Nasdaq moves to make trading nearly 24 hours. Why some on Wall Street say that’s a bad idea


The Nasdaq MarketSite in New York, US, on Thursday, Nov. 20, 2025.

Michael Nagle | Bloomberg | Getty Images

Nasdaq is moving closer to around-the-clock stock trading, a shift that some on Wall Street are calling unnecessary — and potentially destabilizing.

The exchange said it plans to submit paperwork to the Securities and Exchange Commission to allow U.S.-listed equities and exchange-traded products to trade nearly 24 hours a day, five days a week. If approved, the new schedule would launch in the second half of 2026.

Under the proposal, Nasdaq would expand trading hours to 23 hours each weekday from the current 16 hours. Stocks would trade in a “day session” from 4 a.m. to 8 p.m. Eastern time, followed by a one-hour pause for maintenance, testing and clearing. A “night session” would then run from 9 p.m. to 4 a.m. the following morning.

Critics argue that formalizing nearly nonstop trading could worsen some of the very problems that plague the structure of equity markets today — thin liquidity, sharp price swings and an increasingly “gamified” trading environment.

‘Worst thing in the world’

“This is literally the worst thing in the world,” the Wells Fargo trading desk wrote in a note to clients. “I cannot think of an action that single-handedly gamifies the stock market even more than it has already become. This is the epitome of making trading even more like gambling.”

Jay Woods, chief market strategist at Freedom Capital Markets and a former market maker on the floor of the New York Stock Exchange, raised concerns about the impact on listed companies themselves.

“Listed companies need a time to break and release news events and to have meetings where they’re not moving markets, and now we’re taking that away from them,” Woods said. “You’re opening up a new can of worms.”

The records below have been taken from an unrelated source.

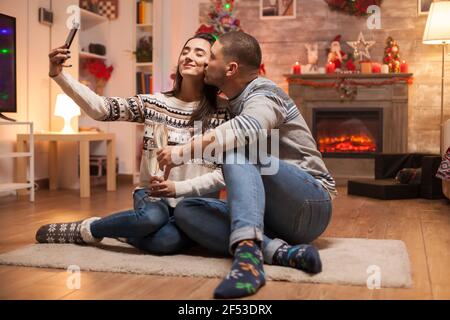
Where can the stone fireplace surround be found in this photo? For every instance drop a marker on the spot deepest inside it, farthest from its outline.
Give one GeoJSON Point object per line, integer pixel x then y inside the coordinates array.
{"type": "Point", "coordinates": [391, 98]}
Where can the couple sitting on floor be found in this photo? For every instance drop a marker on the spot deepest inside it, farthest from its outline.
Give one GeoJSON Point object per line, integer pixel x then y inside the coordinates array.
{"type": "Point", "coordinates": [286, 194]}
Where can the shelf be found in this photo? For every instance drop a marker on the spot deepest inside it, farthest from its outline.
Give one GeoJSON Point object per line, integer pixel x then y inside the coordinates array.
{"type": "Point", "coordinates": [15, 155]}
{"type": "Point", "coordinates": [14, 186]}
{"type": "Point", "coordinates": [88, 55]}
{"type": "Point", "coordinates": [90, 19]}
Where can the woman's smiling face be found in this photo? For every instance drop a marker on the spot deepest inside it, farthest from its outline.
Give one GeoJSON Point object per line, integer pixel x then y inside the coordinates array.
{"type": "Point", "coordinates": [194, 58]}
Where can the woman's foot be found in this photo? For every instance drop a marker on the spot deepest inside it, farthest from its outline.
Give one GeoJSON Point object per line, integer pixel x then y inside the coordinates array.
{"type": "Point", "coordinates": [72, 232]}
{"type": "Point", "coordinates": [304, 257]}
{"type": "Point", "coordinates": [246, 276]}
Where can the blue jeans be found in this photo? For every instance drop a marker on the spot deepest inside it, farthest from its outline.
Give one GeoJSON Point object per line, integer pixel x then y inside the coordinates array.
{"type": "Point", "coordinates": [290, 205]}
{"type": "Point", "coordinates": [149, 227]}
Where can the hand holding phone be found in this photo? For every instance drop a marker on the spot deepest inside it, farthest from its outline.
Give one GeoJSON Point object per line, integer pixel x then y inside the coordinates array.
{"type": "Point", "coordinates": [71, 35]}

Nasdaq currently operates three weekday sessions: pre-market trading from 4 a.m. to 9:30 a.m., the regular session from 9:30 a.m. to 4 p.m., and after-hours trading from 4 p.m. to 8 p.m.

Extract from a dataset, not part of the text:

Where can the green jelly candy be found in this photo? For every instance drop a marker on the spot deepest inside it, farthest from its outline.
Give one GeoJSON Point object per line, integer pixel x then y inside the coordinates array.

Retail-focused brokers, including Robinhood, have already rolled out extended or near-24-hour trading for certain U.S. stocks and cryptocurrencies, responding to demand from individual investors who want the ability to trade on global news at any time.

The New York Stock Exchange is pursuing its own extended-hours model, with plans for 22 hours of weekday trading that won initial SEC approval in February, contingent on data-feed upgrades.

Liquidity cluster

Wells Fargo added that most liquidity already clusters around the market open and close, making the idea of stretching trading hours even further counterproductive.

“Most of the complaints that I hear on market structure are about how bad volumes are as most comes in around the open and close,” the note said. “And the industry move is to then elongate the trading day even further? This makes no sense at all.”

While Nasdaq says extended hours could eventually attract more participation, skeptics ask whether firms would be forced to staff trading desks around the clock.

“We know between 9:30 and 4:00, most traders are at their desk. The biggest institutions are working,” Woods said. “Are we going to have to add a whole new ecosphere of traders and institutions to man the desks so they can participate around the clock?”

Woods believes pauses in trading serve a purpose, allowing markets to digest information and participants to reset.

“We take breaks for a reason,” Woods said. “Let’s recharge the batteries. Let’s all get on the same page. We already have volatility … during the day. If things move too far too fast, we take a pause.”